Florida

Florida Panthers Score 5 Straight Goals to Beat Anaheim Ducks in Overtime

What to Know

  • The Panthers are the second team in NHL history to overcome a deficit of at last four goals to win multiple times in a season.

The Florida Panthers are showing a capacity for comebacks the NHL hasn’t seen since Wayne Gretzky’s prime.

Aaron Ekblad scored his second goal of the game 22 seconds into overtime and the Panthers rallied with five straight goals to stun the Anaheim Ducks 5-4 Thursday night.

Brett Connolly sparked the comeback with two goals in 27 seconds in the second period, and Dominic Toninato tied it with 4:23 remaining in the third. Sergei Bobrovsky made 28 saves, and Aleksander Barkov and Jonathan Huberdeau each had two assists. The Panthers won three straight games for the first time this season.

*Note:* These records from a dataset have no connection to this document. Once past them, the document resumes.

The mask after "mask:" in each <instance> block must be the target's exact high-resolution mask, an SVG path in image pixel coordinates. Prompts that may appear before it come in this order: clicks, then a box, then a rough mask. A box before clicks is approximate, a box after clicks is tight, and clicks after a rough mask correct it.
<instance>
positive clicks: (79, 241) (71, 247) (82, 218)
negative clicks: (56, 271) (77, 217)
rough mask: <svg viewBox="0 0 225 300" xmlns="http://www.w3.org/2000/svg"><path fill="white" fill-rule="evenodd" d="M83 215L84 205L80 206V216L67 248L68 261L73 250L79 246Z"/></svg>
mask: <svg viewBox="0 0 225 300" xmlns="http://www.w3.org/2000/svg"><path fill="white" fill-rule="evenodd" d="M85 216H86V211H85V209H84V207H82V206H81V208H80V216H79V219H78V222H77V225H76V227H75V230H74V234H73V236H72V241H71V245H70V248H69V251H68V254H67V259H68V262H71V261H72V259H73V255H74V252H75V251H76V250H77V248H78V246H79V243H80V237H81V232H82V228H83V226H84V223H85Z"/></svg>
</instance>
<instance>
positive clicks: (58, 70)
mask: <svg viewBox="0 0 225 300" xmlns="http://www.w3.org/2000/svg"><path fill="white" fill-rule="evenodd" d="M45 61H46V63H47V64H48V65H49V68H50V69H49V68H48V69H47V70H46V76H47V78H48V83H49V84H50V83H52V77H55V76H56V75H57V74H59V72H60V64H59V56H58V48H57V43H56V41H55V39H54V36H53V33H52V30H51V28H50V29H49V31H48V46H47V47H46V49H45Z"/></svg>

Ekblad beat Gibson from the right circle to cap Florida’s rally from a 4-0 deficit. The Panthers staged a similar five-goal comeback to beat the Boston Bruins 5-4 in a shootout on Nov. 12th.

The Panthers are the second team in NHL history to overcome a deficit of at last four goals to win multiple times in a season. The other was Gretzky’s Edmonton Oilers in 1983-84.

“The first half was our poorest game up to this point, then the last 22 minutes and into the third period and overtime was a lot better,” coach Joel Quenneville said. “Bobrovsky made some spectacular saves in the third.”

Ondrej Kase had a goal and an assist for the Ducks, and Rickard Rakell, Nick Ritchie and Max Jones also scored. John Gibson stopped 23 shots.

Connolly got Florida going with 1:07 left in the second, scoring on a shot from the high slot. He connected again on a flubbed shot from the slot with 40 seconds left. His misfire skipped past Gibson, who got a changeup when he was expecting a fastball.

“We didn’t play very good in the first two periods, there’s no question,” Connolly said. “But we got fortunate there at the end of the second with my lucky goal at the end there. That wasn’t the prettiest goals I’ve ever scored, but guys kept working.”

That was the turning point of the game, according to Anaheim coach Dallas Eakins.

“It was the last couple of minutes in the second where it’s a simple play; we talk about moving the puck quickly. We don’t. We turn it over. It’s, bang, in our net. And that just gives them a little bit of jump,” Eakins said. “You don’t want to give skilled teams like that hope. We handed it to them.”

Ekblad cut the deficit to one with a sharp shot from the point in the first multigoal game of his career, and Toninato tied it by poking in a rebound.

“We’re up by four. We lost. It’s a tough pill to swallow,” said Ducks defenseman Erik Gudbranson. “You gotta take this and feel everything that comes with it and understand it and just do a better job next time.”

Jones put Anaheim ahead 2:45 into the game by picking up a loose puck in front and poking it in.

The Ducks then scored three times in the second. Ritchie buried a one-timer, Rackell fired one in on a power play and Kase made it 4-0 after a Florida turnover. Connolly scored 14 seconds after Kase.